As much as it might make sense to think that if the police officer wrote the wrong information on your ticket that it would get automatically dismissed, that is not always the case. In fact, most of the time the judge will allow the officer to explain the circumstances and give them the benefit of the doubt when handing down their judgment – and generally it is not in favor of the defendant.
However, that being said, you can always use that incorrect information to your advantage when you are in court. The trick is to ask for a court date and then not inform anyone of the error on your ticket. You must actually use the information to your advantage when cross questioning the officer who gave you the ticket. For instance, if the officer marked on your speeding ticket that you were driving a two door car when you actually drive a four-door model, then you ask the officer leading questions getting him/her to describe your car. You get the officer to swear that all of the information on the ticket is true and then when the court is convinced that the officer has the official version of events, you pull out your ace and let everyone know that you actually drive a four-door car and how could the officer possibly know what speed you were driving at if s/he could not even notice the number of doors on your car? Once you can prove that one item on the ticket is in error, then it does throw everything on the ticket into question and you can, possibly, have your ticket dismissed on that basis.
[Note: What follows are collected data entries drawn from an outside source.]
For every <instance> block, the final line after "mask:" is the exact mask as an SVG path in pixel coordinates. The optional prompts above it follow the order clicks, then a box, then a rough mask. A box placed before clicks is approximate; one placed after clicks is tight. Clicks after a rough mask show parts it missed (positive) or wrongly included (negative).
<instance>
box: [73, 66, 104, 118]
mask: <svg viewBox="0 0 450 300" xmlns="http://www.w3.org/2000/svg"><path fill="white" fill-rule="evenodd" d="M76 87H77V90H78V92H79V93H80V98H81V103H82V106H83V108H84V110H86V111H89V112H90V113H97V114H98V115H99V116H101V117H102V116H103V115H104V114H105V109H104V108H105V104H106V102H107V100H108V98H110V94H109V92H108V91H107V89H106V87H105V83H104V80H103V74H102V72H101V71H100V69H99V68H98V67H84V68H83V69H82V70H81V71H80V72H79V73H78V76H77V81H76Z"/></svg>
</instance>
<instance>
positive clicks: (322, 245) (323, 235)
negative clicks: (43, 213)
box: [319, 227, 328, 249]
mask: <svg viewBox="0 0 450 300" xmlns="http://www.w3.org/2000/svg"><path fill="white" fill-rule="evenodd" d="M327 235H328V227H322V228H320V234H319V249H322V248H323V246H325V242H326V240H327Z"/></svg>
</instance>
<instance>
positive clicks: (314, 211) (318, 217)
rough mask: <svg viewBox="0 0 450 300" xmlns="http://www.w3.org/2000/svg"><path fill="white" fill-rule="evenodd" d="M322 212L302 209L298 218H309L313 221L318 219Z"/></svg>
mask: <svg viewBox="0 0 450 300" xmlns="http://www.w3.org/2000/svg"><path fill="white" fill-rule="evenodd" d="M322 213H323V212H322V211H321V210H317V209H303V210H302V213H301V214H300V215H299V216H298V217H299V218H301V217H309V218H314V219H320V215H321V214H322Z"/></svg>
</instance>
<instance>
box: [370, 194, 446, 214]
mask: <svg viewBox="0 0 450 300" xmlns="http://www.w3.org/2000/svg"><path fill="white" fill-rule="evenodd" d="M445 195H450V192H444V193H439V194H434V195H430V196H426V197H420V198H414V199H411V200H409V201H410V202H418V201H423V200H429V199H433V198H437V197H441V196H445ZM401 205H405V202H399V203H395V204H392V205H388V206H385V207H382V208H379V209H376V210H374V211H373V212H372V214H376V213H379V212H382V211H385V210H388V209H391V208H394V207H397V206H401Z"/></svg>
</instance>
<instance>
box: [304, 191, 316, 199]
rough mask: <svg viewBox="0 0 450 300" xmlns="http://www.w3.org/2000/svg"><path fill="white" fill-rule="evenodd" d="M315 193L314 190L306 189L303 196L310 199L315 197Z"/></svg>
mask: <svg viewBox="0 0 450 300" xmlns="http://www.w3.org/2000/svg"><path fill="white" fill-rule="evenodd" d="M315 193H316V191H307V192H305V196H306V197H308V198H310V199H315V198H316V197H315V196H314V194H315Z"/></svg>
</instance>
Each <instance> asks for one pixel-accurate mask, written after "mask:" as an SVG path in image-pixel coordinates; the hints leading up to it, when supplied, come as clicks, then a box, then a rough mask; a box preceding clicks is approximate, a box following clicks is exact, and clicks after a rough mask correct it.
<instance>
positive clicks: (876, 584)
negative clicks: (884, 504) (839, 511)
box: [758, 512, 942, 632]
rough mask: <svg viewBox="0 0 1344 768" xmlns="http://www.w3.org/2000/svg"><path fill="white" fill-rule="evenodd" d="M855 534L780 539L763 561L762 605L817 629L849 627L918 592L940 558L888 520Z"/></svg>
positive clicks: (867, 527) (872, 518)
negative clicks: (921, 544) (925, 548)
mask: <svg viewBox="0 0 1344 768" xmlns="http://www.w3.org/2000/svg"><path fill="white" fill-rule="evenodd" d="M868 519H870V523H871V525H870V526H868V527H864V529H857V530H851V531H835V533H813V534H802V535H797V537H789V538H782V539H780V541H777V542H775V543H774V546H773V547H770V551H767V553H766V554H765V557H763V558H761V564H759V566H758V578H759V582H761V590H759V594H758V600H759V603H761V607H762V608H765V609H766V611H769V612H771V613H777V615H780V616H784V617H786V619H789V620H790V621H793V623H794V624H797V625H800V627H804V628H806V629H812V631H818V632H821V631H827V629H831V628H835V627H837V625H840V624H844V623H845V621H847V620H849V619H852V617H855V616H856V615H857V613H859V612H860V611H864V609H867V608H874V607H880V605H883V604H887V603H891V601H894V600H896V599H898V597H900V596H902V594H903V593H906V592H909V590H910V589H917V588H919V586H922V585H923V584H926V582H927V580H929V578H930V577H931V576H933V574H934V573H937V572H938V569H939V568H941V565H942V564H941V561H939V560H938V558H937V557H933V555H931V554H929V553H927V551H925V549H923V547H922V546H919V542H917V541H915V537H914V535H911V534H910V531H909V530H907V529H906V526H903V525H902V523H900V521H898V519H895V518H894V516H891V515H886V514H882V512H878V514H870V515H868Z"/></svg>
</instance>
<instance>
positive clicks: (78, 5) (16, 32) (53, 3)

Bear in mind, though, that if you are simply planning on walking into court and saying that the ticket is wrong because the officer got a few details wrong, then you are in for a big surprise. Not only will you be dismissed, but you will then be responsible for paying all of the court fees, which will boost the total of your ticket considerably. So, if you do want to contest your speeding ticket based on the wrong information that was written on it, then keep your cards close to your chest until the right moment and you just might get what you want.